If a veteran and/or their spouse is considered “70% disabled,” they also qualify to receive care in Community Living Center (previously called “VA Nursing Homes”).

Personal Funds / Savings

People often use a combination of personal savings and income to pay for any remaining skilled nursing costs that aren’t covered by Medicare, Medicaid or veterans benefits. Older adults who need long-term nursing care may choose to sell their home in order to free up funds for their care.

Insurance

Long-term care insurance and whole life insurance with a long-term care rider are both designed to cover the costs of long-term skilled nursing care. These insurance policies are best purchased when young and healthy, and the amount of coverage varies from plan to plan.
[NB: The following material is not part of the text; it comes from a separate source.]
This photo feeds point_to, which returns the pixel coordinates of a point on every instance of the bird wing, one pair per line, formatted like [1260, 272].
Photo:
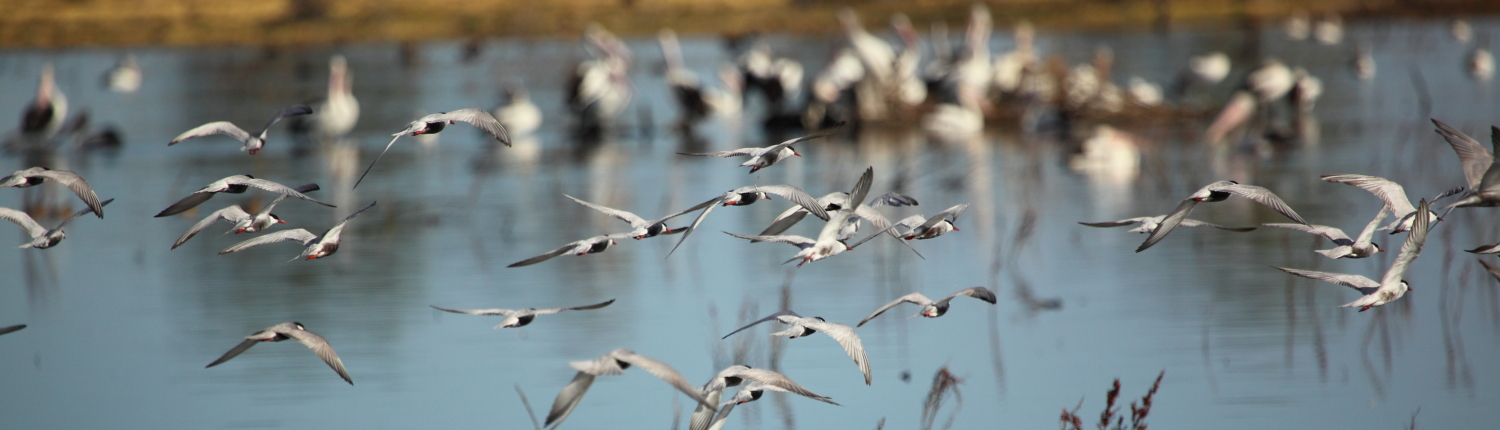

It’s also possible to sell your existing life insurance policy in order to create a long-term benefit plan, or to cancel it entirely for cash value.

Reverse Mortgages, Lines of Credit and Loans

There are ways to use the value of your home to cover skilled nursing costs without needing to sell it outright. A reverse mortgage allows you to borrow against the value of your home, as long as your spouse continues to live in the property. A Home Equity Line of Credit (HELOC) is more flexible, allowing you to borrow up to an approved credit limit on an as-needed basis.

Short-term bridge loans are another option for people who need to cover skilled nursing costs while they wait for other funds to become available. For example, if they need to cover costs while they wait for their house to sell or for their VA benefits to kick in.

*https://www.genworth.com/aging-and-you/finances/cost-of-care.html

How to find the best skilled nursing facilities for your loved ones.

Look for a facility that caters to your needs. If you require long-term care for a person with Alzheimer’s, search for facilities that specialize in memory care. If you require short-term care, search for facilities that focus on post-acute rehabilitation.

Find skilled nursing facilities near you. Whether you need short-term or long-term care, having friends and family close by for routine visits boosts quality of life and helps with recovery.

Avoid large online referral brokers. They’re often more interested in the large finder’s fee they’ll make off of you than in genuinely ensuring your needs are met. Instead search for skilled nursing facilities near you and send care requests via Care Listings.

Visit the facility. The need for skilled nursing care often happens suddenly, with little time for preparation. However, if at all possible, visit the facility first before making a final decision. Tour the grounds and speak to residents. Make sure the facility is clean, free of odors, and that the residents seem well cared for.

Ask about staff ratios and hiring policies. While visiting facilities, ask about the staff/resident ratio. The required ratio varies from state to state, but all facilities are required to post this information. Also enquire about background checks, training and turnover rates. So much of a facility’s overall quality comes down to the quality of its staff.

Review quality ratings. Each month, Medicare-approved skilled nursing facilities are given star ratings for their performance on state health inspections, staffing levels and a combination of other quality measures. Review these star ratings for the current year, as well as past years, to get a better understanding of the facility’s overall quality.